# grafikdateien und vorschau [solved]

## trikolon

hallo. seid kurzer zeit (vermutlich seit dem letzen update) haben grafikdateien kein symbol mehr im konqueror. wenn ich einen doppelklick darauf mache, öffnet sich kuickshow, wie gewollt, aber er zeig das bild nicht an sonder ich lande in einer übersicht ala konqueror. das gleich bei bilder die aus einer email geöffnet werden. weiss jemand woran das liegt? forum suche hat nix gebracht. neu emergen auch nicht.

gruss TrikolonLast edited by trikolon on Wed Aug 02, 2006 11:40 am; edited 1 time in total

----------

## trikolon

nachtrag: 

ich kann das problem nun etwas näher schildern. id komplette vorschau funktion im konqueror geht nicht! ich habe schon versucht diese manuell einzustellen, geht trotzdem nicht. weiss jemand woran das liegen kann? welches programmd a beim installieren mist gebaut hat?

----------

## freigeist

Evtl. ist nur die Defaulteinstellung von 1 MB für das Preview zu klein?
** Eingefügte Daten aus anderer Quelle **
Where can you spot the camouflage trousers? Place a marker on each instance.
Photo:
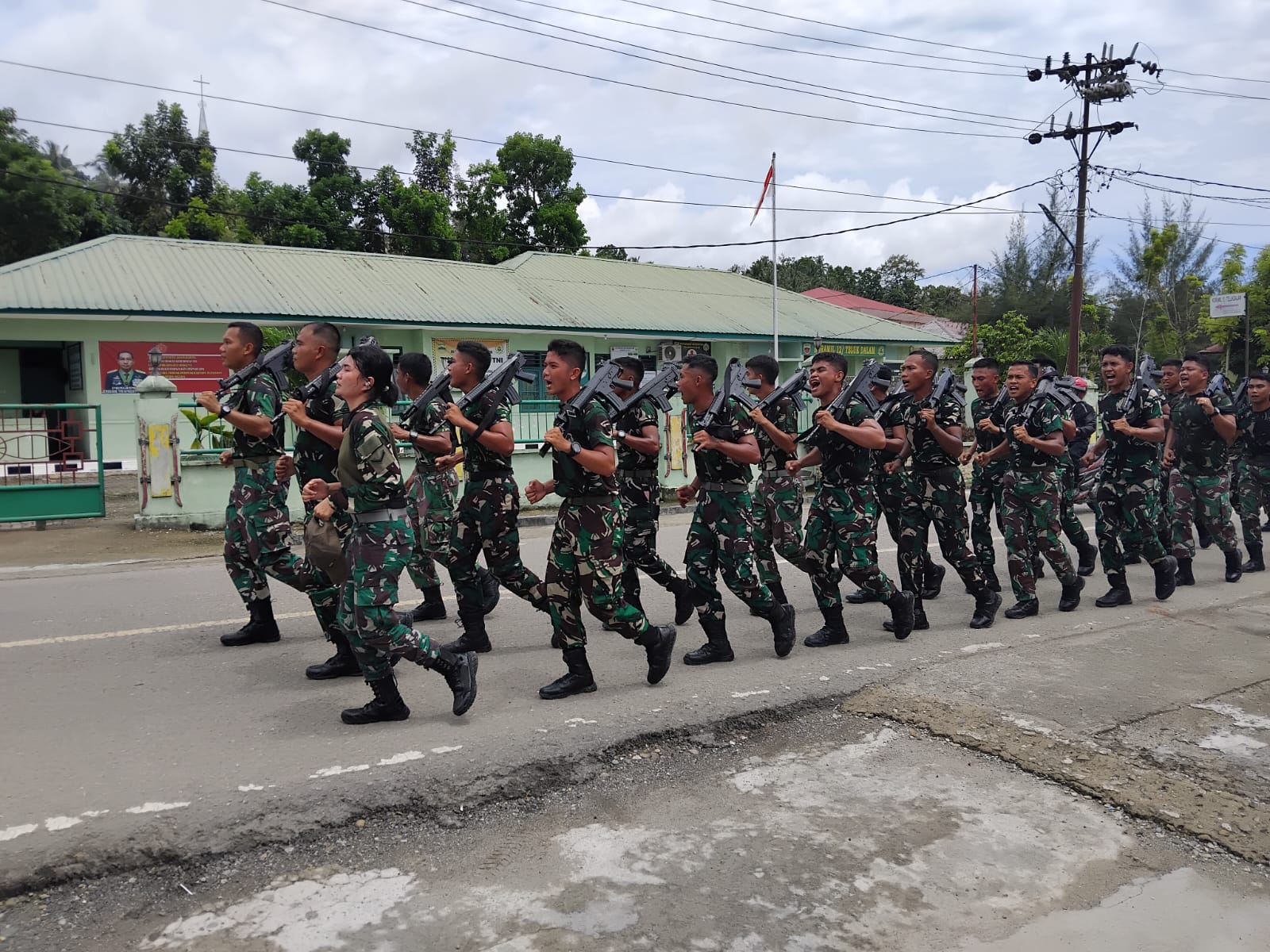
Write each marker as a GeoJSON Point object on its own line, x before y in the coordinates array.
{"type": "Point", "coordinates": [844, 524]}
{"type": "Point", "coordinates": [258, 545]}
{"type": "Point", "coordinates": [778, 522]}
{"type": "Point", "coordinates": [584, 565]}
{"type": "Point", "coordinates": [378, 552]}
{"type": "Point", "coordinates": [721, 539]}
{"type": "Point", "coordinates": [1253, 488]}
{"type": "Point", "coordinates": [935, 497]}
{"type": "Point", "coordinates": [1032, 512]}
{"type": "Point", "coordinates": [986, 501]}
{"type": "Point", "coordinates": [486, 522]}
{"type": "Point", "coordinates": [1124, 513]}
{"type": "Point", "coordinates": [639, 522]}
{"type": "Point", "coordinates": [432, 520]}
{"type": "Point", "coordinates": [1200, 499]}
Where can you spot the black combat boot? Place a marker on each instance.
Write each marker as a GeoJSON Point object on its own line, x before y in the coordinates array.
{"type": "Point", "coordinates": [431, 609]}
{"type": "Point", "coordinates": [260, 630]}
{"type": "Point", "coordinates": [1166, 578]}
{"type": "Point", "coordinates": [658, 644]}
{"type": "Point", "coordinates": [1185, 571]}
{"type": "Point", "coordinates": [717, 647]}
{"type": "Point", "coordinates": [781, 619]}
{"type": "Point", "coordinates": [460, 674]}
{"type": "Point", "coordinates": [474, 638]}
{"type": "Point", "coordinates": [1089, 556]}
{"type": "Point", "coordinates": [833, 632]}
{"type": "Point", "coordinates": [1118, 594]}
{"type": "Point", "coordinates": [683, 605]}
{"type": "Point", "coordinates": [341, 664]}
{"type": "Point", "coordinates": [933, 582]}
{"type": "Point", "coordinates": [1022, 609]}
{"type": "Point", "coordinates": [903, 615]}
{"type": "Point", "coordinates": [489, 589]}
{"type": "Point", "coordinates": [1257, 562]}
{"type": "Point", "coordinates": [387, 706]}
{"type": "Point", "coordinates": [575, 681]}
{"type": "Point", "coordinates": [986, 605]}
{"type": "Point", "coordinates": [1071, 597]}
{"type": "Point", "coordinates": [1233, 570]}
{"type": "Point", "coordinates": [778, 590]}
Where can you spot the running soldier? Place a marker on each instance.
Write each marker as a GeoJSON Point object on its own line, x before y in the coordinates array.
{"type": "Point", "coordinates": [1253, 467]}
{"type": "Point", "coordinates": [988, 473]}
{"type": "Point", "coordinates": [491, 505]}
{"type": "Point", "coordinates": [937, 492]}
{"type": "Point", "coordinates": [432, 494]}
{"type": "Point", "coordinates": [779, 520]}
{"type": "Point", "coordinates": [844, 520]}
{"type": "Point", "coordinates": [721, 535]}
{"type": "Point", "coordinates": [1032, 493]}
{"type": "Point", "coordinates": [639, 494]}
{"type": "Point", "coordinates": [257, 528]}
{"type": "Point", "coordinates": [892, 488]}
{"type": "Point", "coordinates": [1128, 488]}
{"type": "Point", "coordinates": [379, 546]}
{"type": "Point", "coordinates": [584, 562]}
{"type": "Point", "coordinates": [1203, 429]}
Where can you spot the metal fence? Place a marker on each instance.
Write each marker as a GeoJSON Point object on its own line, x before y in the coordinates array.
{"type": "Point", "coordinates": [50, 463]}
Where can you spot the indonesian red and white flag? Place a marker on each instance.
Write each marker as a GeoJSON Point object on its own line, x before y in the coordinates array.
{"type": "Point", "coordinates": [768, 183]}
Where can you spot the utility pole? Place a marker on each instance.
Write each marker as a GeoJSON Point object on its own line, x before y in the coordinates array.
{"type": "Point", "coordinates": [1099, 80]}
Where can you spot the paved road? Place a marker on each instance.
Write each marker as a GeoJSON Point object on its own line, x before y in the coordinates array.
{"type": "Point", "coordinates": [131, 734]}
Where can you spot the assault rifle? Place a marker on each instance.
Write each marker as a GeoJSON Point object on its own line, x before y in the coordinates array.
{"type": "Point", "coordinates": [728, 391]}
{"type": "Point", "coordinates": [791, 387]}
{"type": "Point", "coordinates": [861, 386]}
{"type": "Point", "coordinates": [598, 387]}
{"type": "Point", "coordinates": [276, 362]}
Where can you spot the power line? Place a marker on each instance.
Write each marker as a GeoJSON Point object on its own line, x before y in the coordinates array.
{"type": "Point", "coordinates": [873, 32]}
{"type": "Point", "coordinates": [624, 83]}
{"type": "Point", "coordinates": [622, 198]}
{"type": "Point", "coordinates": [706, 63]}
{"type": "Point", "coordinates": [321, 226]}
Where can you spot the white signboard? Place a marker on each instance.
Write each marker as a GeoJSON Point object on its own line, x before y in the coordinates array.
{"type": "Point", "coordinates": [1227, 305]}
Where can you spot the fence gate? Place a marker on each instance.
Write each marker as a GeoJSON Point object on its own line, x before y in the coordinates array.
{"type": "Point", "coordinates": [44, 469]}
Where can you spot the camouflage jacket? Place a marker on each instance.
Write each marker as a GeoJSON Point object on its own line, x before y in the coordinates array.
{"type": "Point", "coordinates": [591, 429]}
{"type": "Point", "coordinates": [842, 463]}
{"type": "Point", "coordinates": [368, 469]}
{"type": "Point", "coordinates": [260, 397]}
{"type": "Point", "coordinates": [1198, 448]}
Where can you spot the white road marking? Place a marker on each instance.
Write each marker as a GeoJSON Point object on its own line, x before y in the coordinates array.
{"type": "Point", "coordinates": [152, 808]}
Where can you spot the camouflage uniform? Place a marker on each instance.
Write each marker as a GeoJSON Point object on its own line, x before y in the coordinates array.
{"type": "Point", "coordinates": [1200, 488]}
{"type": "Point", "coordinates": [639, 495]}
{"type": "Point", "coordinates": [844, 518]}
{"type": "Point", "coordinates": [486, 520]}
{"type": "Point", "coordinates": [1253, 471]}
{"type": "Point", "coordinates": [1128, 489]}
{"type": "Point", "coordinates": [986, 486]}
{"type": "Point", "coordinates": [780, 497]}
{"type": "Point", "coordinates": [432, 497]}
{"type": "Point", "coordinates": [584, 562]}
{"type": "Point", "coordinates": [937, 494]}
{"type": "Point", "coordinates": [1033, 501]}
{"type": "Point", "coordinates": [379, 549]}
{"type": "Point", "coordinates": [721, 536]}
{"type": "Point", "coordinates": [257, 524]}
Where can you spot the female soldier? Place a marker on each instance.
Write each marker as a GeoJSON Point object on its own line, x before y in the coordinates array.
{"type": "Point", "coordinates": [379, 546]}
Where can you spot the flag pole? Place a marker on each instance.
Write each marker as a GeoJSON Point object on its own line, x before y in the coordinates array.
{"type": "Point", "coordinates": [776, 323]}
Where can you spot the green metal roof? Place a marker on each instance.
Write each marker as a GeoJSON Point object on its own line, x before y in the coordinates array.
{"type": "Point", "coordinates": [156, 277]}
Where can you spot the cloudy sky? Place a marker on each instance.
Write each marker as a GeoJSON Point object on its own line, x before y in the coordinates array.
{"type": "Point", "coordinates": [833, 67]}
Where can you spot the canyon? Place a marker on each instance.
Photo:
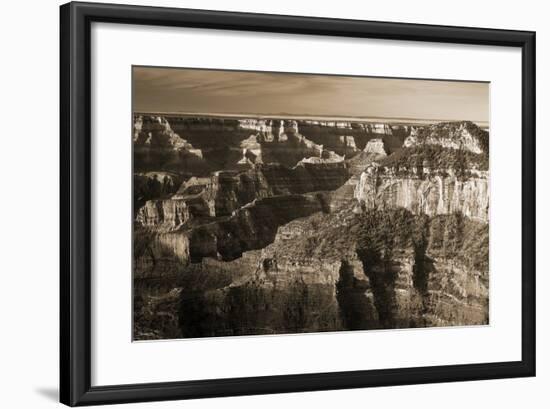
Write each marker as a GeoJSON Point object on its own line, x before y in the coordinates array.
{"type": "Point", "coordinates": [248, 226]}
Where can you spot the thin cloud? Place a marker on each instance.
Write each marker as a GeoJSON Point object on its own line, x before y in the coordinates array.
{"type": "Point", "coordinates": [238, 92]}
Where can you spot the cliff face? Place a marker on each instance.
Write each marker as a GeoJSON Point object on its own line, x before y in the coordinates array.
{"type": "Point", "coordinates": [169, 213]}
{"type": "Point", "coordinates": [430, 193]}
{"type": "Point", "coordinates": [286, 226]}
{"type": "Point", "coordinates": [348, 276]}
{"type": "Point", "coordinates": [442, 169]}
{"type": "Point", "coordinates": [454, 135]}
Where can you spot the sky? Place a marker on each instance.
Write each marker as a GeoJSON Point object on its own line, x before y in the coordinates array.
{"type": "Point", "coordinates": [264, 93]}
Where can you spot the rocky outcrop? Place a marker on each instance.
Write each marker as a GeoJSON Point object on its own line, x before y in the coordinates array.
{"type": "Point", "coordinates": [454, 135]}
{"type": "Point", "coordinates": [345, 275]}
{"type": "Point", "coordinates": [155, 132]}
{"type": "Point", "coordinates": [376, 147]}
{"type": "Point", "coordinates": [428, 192]}
{"type": "Point", "coordinates": [168, 214]}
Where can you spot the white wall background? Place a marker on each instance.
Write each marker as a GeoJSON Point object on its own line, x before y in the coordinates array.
{"type": "Point", "coordinates": [29, 235]}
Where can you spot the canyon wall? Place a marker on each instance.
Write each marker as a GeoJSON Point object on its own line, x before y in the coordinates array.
{"type": "Point", "coordinates": [431, 192]}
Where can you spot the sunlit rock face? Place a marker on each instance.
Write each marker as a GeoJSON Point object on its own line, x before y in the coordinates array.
{"type": "Point", "coordinates": [286, 226]}
{"type": "Point", "coordinates": [314, 278]}
{"type": "Point", "coordinates": [376, 147]}
{"type": "Point", "coordinates": [430, 193]}
{"type": "Point", "coordinates": [454, 135]}
{"type": "Point", "coordinates": [155, 131]}
{"type": "Point", "coordinates": [169, 213]}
Die kannst du in den Optionen vom konqueror anpassen...

Ansonsten post mal ein emerge --info

----------

## trikolon

hallo.

also an der 1MB einstellung lag es nicht.. mich verwundert das verhalten da mein system seit ca 2 jahren ziemlich gut läuft und ich nie größere probleme hatte. seit dem letzen update auf kde 3.5.3 hat er diese verhalten glaub ich. wenn ich doppelklick auf ein jpg mache und er kuickshow öffnet zeigt er mir nur mein homer verzeichnis an. kview zb geht... versteh das nicht. 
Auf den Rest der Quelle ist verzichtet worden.